Pasaban de las diez de la noche cuando salimos al galope del pueblo. Ella iba sentada detrás de mí con sus manos alrededor de mi cintura y yo delante, llevando las riendas del caballo. No sabía a dónde nos estábamos dirigiendo, ni a quien iba a llevarla. No sabía qué es lo que haría por ella pero yo tampoco estaba seguro de poder proporcionarle alguna ayuda. Me estaba lanzando desesperadamente a un abismo con la seguridad de que ella me recogería en sus brazos. Y si no a mí, al menos a mi hermana. Ella no había preguntado nada más cuando ya estuvimos fuera de casa, estaba tan desesperada como yo que poco le importó saber si nos dirigíamos al cielo o al infierno con tal de que allí al final del camino pudiésemos encontrar la solución a su problema.

A mitad de camino pude al fin traslucir todo lo que estábamos haciendo con cordura y frialdad y me dije a mi mismo que si aquello no salía bien estamos condenados a la orca como mínimo. Y si ya se encelaban con nosotros nos aguardaba una vida entera de torturas y malvivir. Estábamos cometiendo uno de los pecados más grandes que podían existir en este mundo, estábamos atentando contra la vida que crecía en el vientre de mi hermana, pero era incapaz de tomar aquella decisión por ella, y menos después de saber perfectamente durante años que mi tío abusaba de ella y no haber movido un solo dedo por ayudarla. Cuánto me hubiera gustado haber estado yo en su lugar y no ella. Haberme lanzado directo al acantilado y perderme en el agua, pues mi vida no valía tanto como la suya y estaba convencido a no perderla.

Cuando yo ya veía la casa desde lejos y una lucecilla bailando desde la ventana del dormitorio la puse en sobre aviso.

Vamos a ver a una amiga. —Le dije—. Pero igual que yo voy a guardar tu secreto tú debes guardar el mío.

—¿Qué secreto? —Preguntó pero yo no la dejé terminar. Apenas habíamos llegado a la puerta Ciara ya salía por ella, asustada como estaba por el sonido de las pisadas del caballo avanzando hacia su casa. Había cogido una pequeña mantita que se echaba por los hombros por el frío del exterior y una expresión de pocos amigos al reconocerme. Yo ya le era inconfundible pero la persona encapuchada con un chal a mi espalda era la que le ponía nerviosa.

—¿Qué es lo que haces aquí? —Me preguntó Ciara, recelosa y enfada—. ¡Las horas que son! Bien te dije que no volvieses a venir por aquí. ¿Qué acaso no me entendiste bien? —Mi hermana, sentada detrás de mí en el caballo se volvió para verla y quedó pasmada mirando todo alrededor.

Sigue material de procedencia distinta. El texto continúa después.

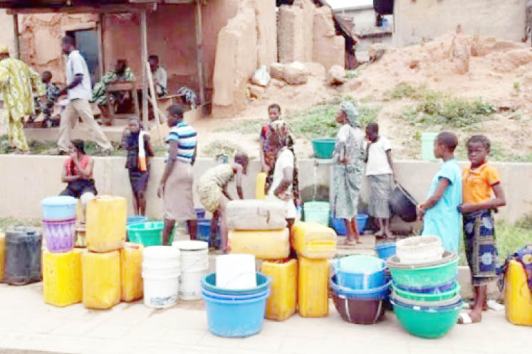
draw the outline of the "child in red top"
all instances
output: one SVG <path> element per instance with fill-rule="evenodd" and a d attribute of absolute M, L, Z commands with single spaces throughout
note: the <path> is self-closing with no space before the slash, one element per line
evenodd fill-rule
<path fill-rule="evenodd" d="M 506 205 L 497 169 L 486 161 L 490 142 L 484 135 L 475 135 L 466 143 L 471 167 L 462 173 L 464 241 L 471 274 L 475 298 L 471 313 L 461 313 L 461 323 L 480 322 L 486 307 L 488 286 L 495 281 L 497 250 L 491 210 Z M 491 193 L 495 195 L 492 197 Z"/>

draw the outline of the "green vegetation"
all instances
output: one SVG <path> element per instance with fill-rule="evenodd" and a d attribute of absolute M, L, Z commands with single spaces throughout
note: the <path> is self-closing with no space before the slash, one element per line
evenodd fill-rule
<path fill-rule="evenodd" d="M 231 159 L 239 150 L 243 150 L 241 146 L 232 141 L 229 141 L 229 140 L 215 140 L 207 145 L 203 149 L 202 152 L 207 156 L 214 158 L 224 154 Z M 250 156 L 250 158 L 252 158 L 252 156 Z"/>
<path fill-rule="evenodd" d="M 495 223 L 495 237 L 499 259 L 504 262 L 508 256 L 515 253 L 525 245 L 532 243 L 532 215 L 526 215 L 517 222 L 499 221 Z M 460 264 L 467 265 L 461 242 Z"/>
<path fill-rule="evenodd" d="M 406 108 L 400 115 L 412 125 L 442 125 L 467 128 L 496 112 L 481 98 L 469 101 L 436 91 L 427 90 L 419 102 Z"/>

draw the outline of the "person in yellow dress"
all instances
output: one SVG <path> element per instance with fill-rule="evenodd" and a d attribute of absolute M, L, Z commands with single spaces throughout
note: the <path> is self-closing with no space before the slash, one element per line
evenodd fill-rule
<path fill-rule="evenodd" d="M 32 87 L 33 85 L 33 87 Z M 7 127 L 9 145 L 19 152 L 29 148 L 23 130 L 24 116 L 35 112 L 33 88 L 44 96 L 41 76 L 24 62 L 9 57 L 9 50 L 0 45 L 0 92 L 4 96 L 2 121 Z"/>

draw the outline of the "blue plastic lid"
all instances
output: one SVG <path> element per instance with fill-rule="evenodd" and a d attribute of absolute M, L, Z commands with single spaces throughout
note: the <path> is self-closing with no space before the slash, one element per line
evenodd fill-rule
<path fill-rule="evenodd" d="M 75 205 L 78 200 L 68 195 L 57 195 L 45 198 L 41 200 L 41 205 L 47 206 Z"/>

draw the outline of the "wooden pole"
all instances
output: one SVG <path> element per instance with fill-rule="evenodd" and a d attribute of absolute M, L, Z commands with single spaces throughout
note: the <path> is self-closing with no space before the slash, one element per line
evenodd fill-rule
<path fill-rule="evenodd" d="M 159 134 L 159 141 L 162 144 L 162 134 L 161 133 L 161 124 L 159 122 L 159 108 L 157 107 L 157 94 L 155 93 L 155 87 L 153 85 L 153 77 L 152 77 L 152 70 L 150 68 L 150 63 L 147 61 L 144 62 L 144 65 L 146 67 L 146 73 L 148 77 L 148 84 L 150 85 L 150 93 L 151 94 L 152 99 L 152 107 L 153 107 L 153 115 L 155 117 L 155 124 L 157 125 L 157 131 Z"/>
<path fill-rule="evenodd" d="M 203 31 L 202 30 L 202 0 L 196 0 L 196 48 L 198 80 L 199 80 L 199 98 L 202 106 L 205 104 L 205 85 L 203 82 Z"/>
<path fill-rule="evenodd" d="M 20 59 L 21 48 L 20 43 L 19 42 L 19 15 L 16 14 L 13 14 L 13 40 L 15 42 L 15 58 Z"/>
<path fill-rule="evenodd" d="M 147 63 L 147 29 L 146 25 L 146 11 L 140 13 L 140 68 L 142 72 L 142 123 L 148 129 L 148 88 L 147 73 L 143 67 Z M 149 67 L 148 67 L 149 68 Z"/>

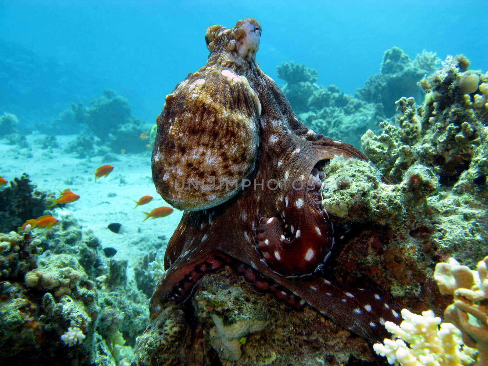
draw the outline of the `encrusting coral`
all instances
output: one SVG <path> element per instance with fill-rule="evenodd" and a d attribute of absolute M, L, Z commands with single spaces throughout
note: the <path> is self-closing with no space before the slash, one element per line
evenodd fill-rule
<path fill-rule="evenodd" d="M 413 98 L 401 98 L 396 124 L 385 122 L 380 135 L 368 131 L 362 138 L 366 155 L 388 180 L 398 182 L 418 162 L 431 167 L 441 183 L 452 185 L 469 167 L 488 125 L 488 109 L 476 103 L 484 98 L 482 85 L 488 85 L 488 74 L 468 71 L 468 66 L 464 56 L 445 61 L 444 68 L 421 82 L 427 93 L 423 106 L 417 106 Z M 467 73 L 482 83 L 470 94 L 460 85 Z"/>

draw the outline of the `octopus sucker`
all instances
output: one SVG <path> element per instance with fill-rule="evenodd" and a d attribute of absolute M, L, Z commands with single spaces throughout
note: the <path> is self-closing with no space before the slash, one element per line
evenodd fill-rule
<path fill-rule="evenodd" d="M 258 293 L 293 308 L 308 304 L 346 329 L 382 340 L 387 334 L 379 325 L 399 322 L 393 299 L 322 277 L 333 274 L 323 273 L 323 263 L 335 238 L 322 207 L 321 168 L 337 156 L 367 159 L 300 122 L 256 61 L 262 32 L 252 18 L 230 29 L 208 27 L 205 65 L 178 84 L 158 118 L 153 180 L 185 212 L 166 249 L 151 318 L 167 302 L 190 297 L 203 276 L 226 266 Z M 180 191 L 174 184 L 210 177 L 246 184 Z M 204 210 L 209 207 L 211 225 Z"/>

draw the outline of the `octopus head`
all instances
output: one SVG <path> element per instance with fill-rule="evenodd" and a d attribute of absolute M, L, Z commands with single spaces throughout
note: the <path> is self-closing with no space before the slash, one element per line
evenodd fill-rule
<path fill-rule="evenodd" d="M 211 52 L 224 49 L 252 59 L 259 49 L 262 29 L 259 22 L 252 18 L 239 20 L 230 29 L 212 25 L 207 28 L 205 41 Z"/>
<path fill-rule="evenodd" d="M 241 22 L 244 22 L 240 24 Z M 238 42 L 237 51 L 239 54 L 246 57 L 248 55 L 257 52 L 262 32 L 261 26 L 258 21 L 247 18 L 238 22 L 234 28 L 236 28 L 236 40 Z"/>

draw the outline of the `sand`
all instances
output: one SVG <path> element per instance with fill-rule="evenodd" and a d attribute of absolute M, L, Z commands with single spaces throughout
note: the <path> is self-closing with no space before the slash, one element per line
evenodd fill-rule
<path fill-rule="evenodd" d="M 0 176 L 10 181 L 26 173 L 37 189 L 46 192 L 70 188 L 80 199 L 63 208 L 54 208 L 53 216 L 71 214 L 82 226 L 91 230 L 103 248 L 117 250 L 114 258 L 128 260 L 127 274 L 133 276 L 134 267 L 142 257 L 157 249 L 164 250 L 168 240 L 181 219 L 183 211 L 175 209 L 164 218 L 149 219 L 145 215 L 156 207 L 169 205 L 156 193 L 151 179 L 151 153 L 117 154 L 120 161 L 105 161 L 102 156 L 80 159 L 66 153 L 66 146 L 76 136 L 59 136 L 59 147 L 42 148 L 36 141 L 45 135 L 34 133 L 25 137 L 29 147 L 20 148 L 0 139 Z M 94 181 L 99 166 L 110 164 L 114 170 L 106 178 Z M 153 197 L 149 203 L 133 209 L 142 196 Z M 116 234 L 107 226 L 112 223 L 123 225 L 124 232 Z M 35 230 L 42 230 L 36 229 Z M 101 255 L 104 257 L 103 251 Z M 108 259 L 107 259 L 108 260 Z"/>

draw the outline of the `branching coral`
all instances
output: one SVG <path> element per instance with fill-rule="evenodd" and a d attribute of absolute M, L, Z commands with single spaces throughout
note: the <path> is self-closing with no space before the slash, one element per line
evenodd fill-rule
<path fill-rule="evenodd" d="M 402 316 L 400 326 L 391 322 L 385 324 L 392 339 L 386 338 L 384 344 L 373 346 L 390 365 L 460 366 L 474 362 L 475 350 L 463 347 L 459 330 L 450 323 L 441 323 L 432 311 L 418 315 L 403 309 Z"/>
<path fill-rule="evenodd" d="M 444 317 L 461 330 L 465 344 L 478 348 L 483 365 L 488 364 L 488 256 L 478 263 L 477 270 L 451 258 L 437 264 L 434 275 L 441 293 L 454 295 Z"/>
<path fill-rule="evenodd" d="M 423 98 L 417 83 L 435 70 L 438 62 L 435 53 L 425 51 L 412 61 L 402 50 L 394 47 L 385 52 L 380 73 L 369 78 L 365 87 L 358 89 L 356 96 L 367 102 L 381 103 L 386 117 L 392 117 L 394 102 L 401 97 L 411 96 L 417 101 Z"/>
<path fill-rule="evenodd" d="M 0 232 L 17 230 L 27 220 L 42 215 L 46 195 L 36 186 L 24 173 L 0 191 Z"/>
<path fill-rule="evenodd" d="M 361 139 L 366 154 L 389 180 L 398 182 L 418 162 L 432 167 L 441 183 L 452 185 L 469 166 L 480 145 L 488 109 L 482 102 L 476 103 L 484 98 L 484 88 L 475 88 L 478 79 L 480 86 L 488 82 L 488 75 L 467 71 L 469 62 L 463 56 L 444 64 L 421 82 L 427 93 L 423 106 L 416 106 L 413 99 L 401 98 L 396 123 L 385 122 L 381 135 L 368 131 Z"/>
<path fill-rule="evenodd" d="M 68 347 L 80 344 L 86 338 L 81 329 L 77 326 L 70 326 L 61 336 L 61 340 Z"/>

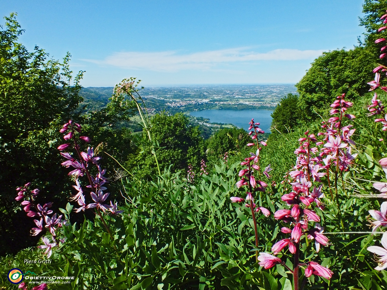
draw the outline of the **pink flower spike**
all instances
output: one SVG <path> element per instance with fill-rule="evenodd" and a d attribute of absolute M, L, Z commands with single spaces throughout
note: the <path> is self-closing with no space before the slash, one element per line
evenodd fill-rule
<path fill-rule="evenodd" d="M 379 160 L 379 164 L 382 166 L 387 166 L 387 157 L 382 158 Z"/>
<path fill-rule="evenodd" d="M 294 244 L 294 243 L 293 242 L 291 242 L 289 243 L 288 246 L 289 247 L 289 251 L 292 254 L 295 253 L 296 248 L 296 245 Z"/>
<path fill-rule="evenodd" d="M 262 212 L 262 213 L 266 217 L 270 215 L 270 211 L 267 208 L 265 208 L 263 206 L 260 206 L 258 208 Z"/>
<path fill-rule="evenodd" d="M 274 218 L 276 220 L 280 220 L 290 215 L 289 210 L 279 210 L 274 213 Z"/>
<path fill-rule="evenodd" d="M 301 229 L 301 224 L 297 223 L 295 226 L 293 228 L 291 231 L 291 239 L 295 242 L 298 243 L 300 242 L 300 239 L 301 237 L 302 234 L 302 231 Z"/>
<path fill-rule="evenodd" d="M 238 188 L 243 186 L 245 183 L 246 182 L 246 180 L 244 178 L 242 178 L 239 181 L 236 183 L 236 187 Z"/>
<path fill-rule="evenodd" d="M 63 144 L 59 146 L 58 147 L 58 150 L 60 150 L 60 151 L 62 151 L 64 150 L 65 149 L 67 148 L 68 146 L 70 145 L 69 143 L 66 143 L 65 144 Z"/>
<path fill-rule="evenodd" d="M 284 227 L 283 228 L 281 228 L 281 232 L 284 234 L 290 234 L 291 232 L 291 230 L 289 228 Z"/>
<path fill-rule="evenodd" d="M 313 261 L 309 262 L 309 265 L 312 266 L 315 270 L 313 272 L 313 274 L 315 275 L 324 277 L 329 280 L 332 278 L 333 272 L 328 268 L 323 267 L 321 265 Z"/>
<path fill-rule="evenodd" d="M 267 253 L 260 253 L 258 259 L 259 264 L 266 269 L 270 269 L 276 264 L 282 262 L 279 258 Z"/>
<path fill-rule="evenodd" d="M 305 269 L 305 276 L 308 278 L 313 274 L 313 268 L 310 265 L 308 265 L 308 267 Z"/>
<path fill-rule="evenodd" d="M 245 199 L 241 197 L 237 197 L 236 196 L 232 196 L 230 198 L 231 202 L 243 202 L 245 201 Z"/>
<path fill-rule="evenodd" d="M 67 135 L 65 135 L 65 136 L 63 136 L 63 138 L 66 141 L 70 140 L 73 137 L 73 135 L 74 134 L 73 134 L 72 132 L 69 132 L 68 134 Z"/>
<path fill-rule="evenodd" d="M 242 177 L 242 176 L 248 172 L 248 169 L 242 169 L 239 171 L 239 173 L 238 174 L 238 176 L 239 176 L 240 177 Z"/>
<path fill-rule="evenodd" d="M 284 239 L 277 242 L 271 247 L 271 251 L 274 253 L 274 255 L 281 252 L 282 250 L 289 244 L 290 242 L 290 240 L 289 239 Z"/>
<path fill-rule="evenodd" d="M 304 213 L 312 220 L 315 222 L 319 222 L 320 220 L 320 217 L 317 215 L 314 212 L 305 208 L 304 209 Z"/>
<path fill-rule="evenodd" d="M 344 116 L 350 120 L 352 120 L 353 119 L 355 119 L 356 118 L 354 115 L 353 115 L 351 114 L 346 114 Z"/>
<path fill-rule="evenodd" d="M 383 248 L 375 246 L 367 248 L 367 250 L 380 256 L 380 258 L 377 260 L 378 266 L 375 268 L 377 271 L 381 271 L 387 268 L 387 233 L 383 234 L 380 242 L 383 246 Z"/>
<path fill-rule="evenodd" d="M 87 143 L 90 143 L 90 138 L 87 136 L 80 136 L 79 139 L 83 140 Z"/>
<path fill-rule="evenodd" d="M 373 226 L 372 231 L 374 232 L 379 227 L 387 227 L 387 201 L 382 203 L 380 205 L 380 210 L 369 210 L 368 212 L 375 220 L 371 223 Z"/>
<path fill-rule="evenodd" d="M 300 216 L 300 206 L 298 205 L 293 205 L 290 213 L 291 216 L 295 218 L 298 217 Z"/>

Estábamos en medio de la nada, y una mujer salía del interior de una casa para recibirnos de aquellas maneras. Temblaba sujeta a mí, pero con un rápido ademán se quitó la capucha que le ocultaba el rostro y Ciara la miró de arriba abajo. Hubo un momento de silencio, solo un instante, pero pareciéndome eterno. Como si el rostro de mi hermana despertase algún sentimiento en ella acabó por volver la mirada a mí y me preguntó con toda la preocupación que cabía en ella—. ¿Qué ha ocurrido?

—Mi hermana necesita tu ayuda. ¿Podemos pasar?

—¿Qué clase de ayuda?

—De la que solo una mujer puede proporcionar a otra mujer. —Solté a lo que ambas se miraron entre ellas y con un chasquido de su lengua se aproximó a mi hermana y la ayudó a bajar del caballo.

—Vamos dentro. —Dijo ella, invitándome a mí también a seguirlas.